Neil Andrews, ‘Interpretation Of Contracts And “Commercial Common Sense”: Do Not Overplay This Useful Criterion’

… In Section II, we begin by noting the central features of the English rules governing interpretation of written contracts. Beatson LJ in the Globe Motors case (2016) conducted a thorough review of the modern English authorities and Christopher Clarke LJ’s earlier encapsulation in Wood v Sureterm Direct Ltd and Capita Insurance Services Ltd (2015) has been described as ‘lucid’ and ‘concise’. The position in Australia, Canada, Hong Kong, New Zealand, Singapore and the US would require extensive further discussion. Section III contains analysis of judicial statements concerning C[ommercial] C[ommon] S[ense]. Those statements reveal three main points, which will be developed in Sections IV to VI: (1) CCS not only precludes ‘absurdity’ (Section IV), but (2) it enables the court to select the superior interpretation, when there are rival meanings available (Section V); however, (3) there are four dangers, or causes for concern, which have emerged within the cases (Section VI). First, ‘CCS’ can be used as camouflage for partisan arguments which are really pleas for advantage not truly supported by the document. This card is too often played, sometimes by both sides.

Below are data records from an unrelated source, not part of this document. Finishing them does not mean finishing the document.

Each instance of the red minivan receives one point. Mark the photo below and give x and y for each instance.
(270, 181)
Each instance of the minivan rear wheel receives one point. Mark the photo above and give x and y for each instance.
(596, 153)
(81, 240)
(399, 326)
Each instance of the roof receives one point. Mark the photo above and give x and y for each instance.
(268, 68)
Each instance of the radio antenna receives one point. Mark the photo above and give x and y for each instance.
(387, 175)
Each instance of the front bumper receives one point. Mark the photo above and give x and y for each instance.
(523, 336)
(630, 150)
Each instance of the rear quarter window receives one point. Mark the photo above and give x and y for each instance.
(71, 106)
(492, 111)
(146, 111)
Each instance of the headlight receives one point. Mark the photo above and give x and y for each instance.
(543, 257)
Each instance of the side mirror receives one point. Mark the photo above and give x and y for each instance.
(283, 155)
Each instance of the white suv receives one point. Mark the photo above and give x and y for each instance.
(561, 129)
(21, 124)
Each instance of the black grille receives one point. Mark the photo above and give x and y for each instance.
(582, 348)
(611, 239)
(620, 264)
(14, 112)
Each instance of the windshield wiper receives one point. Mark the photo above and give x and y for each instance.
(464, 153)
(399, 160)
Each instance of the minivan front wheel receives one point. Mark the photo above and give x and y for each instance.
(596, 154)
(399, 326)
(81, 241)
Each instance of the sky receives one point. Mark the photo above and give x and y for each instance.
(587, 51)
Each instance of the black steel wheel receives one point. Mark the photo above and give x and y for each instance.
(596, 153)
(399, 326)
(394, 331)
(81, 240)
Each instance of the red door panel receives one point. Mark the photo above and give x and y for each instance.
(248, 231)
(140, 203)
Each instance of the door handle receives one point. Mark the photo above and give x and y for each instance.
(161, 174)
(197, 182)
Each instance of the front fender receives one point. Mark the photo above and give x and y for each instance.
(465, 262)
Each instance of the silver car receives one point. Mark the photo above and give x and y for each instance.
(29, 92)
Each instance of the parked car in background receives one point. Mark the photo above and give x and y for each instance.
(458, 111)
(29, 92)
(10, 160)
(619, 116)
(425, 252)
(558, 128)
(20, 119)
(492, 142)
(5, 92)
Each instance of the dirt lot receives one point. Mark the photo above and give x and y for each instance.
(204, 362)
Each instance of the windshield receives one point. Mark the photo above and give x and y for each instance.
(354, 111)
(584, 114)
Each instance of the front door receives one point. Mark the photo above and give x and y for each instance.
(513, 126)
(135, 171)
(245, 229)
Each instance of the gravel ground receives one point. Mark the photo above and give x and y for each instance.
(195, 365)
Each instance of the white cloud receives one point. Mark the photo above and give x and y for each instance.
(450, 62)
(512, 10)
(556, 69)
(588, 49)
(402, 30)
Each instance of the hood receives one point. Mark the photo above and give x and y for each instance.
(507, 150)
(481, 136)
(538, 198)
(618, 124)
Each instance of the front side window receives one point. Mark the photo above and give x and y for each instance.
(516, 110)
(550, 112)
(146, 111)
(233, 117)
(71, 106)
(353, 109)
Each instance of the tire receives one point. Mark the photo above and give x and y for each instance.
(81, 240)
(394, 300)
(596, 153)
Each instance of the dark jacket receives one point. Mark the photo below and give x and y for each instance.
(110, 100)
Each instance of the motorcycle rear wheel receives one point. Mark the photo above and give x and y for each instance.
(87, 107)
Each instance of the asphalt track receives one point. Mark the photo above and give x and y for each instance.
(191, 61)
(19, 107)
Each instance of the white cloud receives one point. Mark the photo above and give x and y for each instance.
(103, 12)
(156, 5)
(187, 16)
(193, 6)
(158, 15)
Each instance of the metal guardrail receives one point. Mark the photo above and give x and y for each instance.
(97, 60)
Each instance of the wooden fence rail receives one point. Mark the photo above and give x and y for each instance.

Judges should not be beguiled by forensic rhetoric. Secondly, judges should know when they are venturing perilously beyond their mercantile comfort zone: they should not pretend to greater experience than they in fact possess. Thirdly, CCS should not become a pretext for rewriting the text in order to ‘improve’ it. Fourthly, a transaction’s curious or tough wording might be the direct product of close negotiation. That possibility looms large under the English arrangements because courts cannot lift the lid on negotiations. In the face of that possibility, judicial humility and restraint must be shown …

Neil Andrews, Interpretation Of Contracts And “Commercial Common Sense”: Do Not Overplay This Useful Criterion, Cambridge Law Journal Volume 76, Issue 1, March 2017, pp 36-62.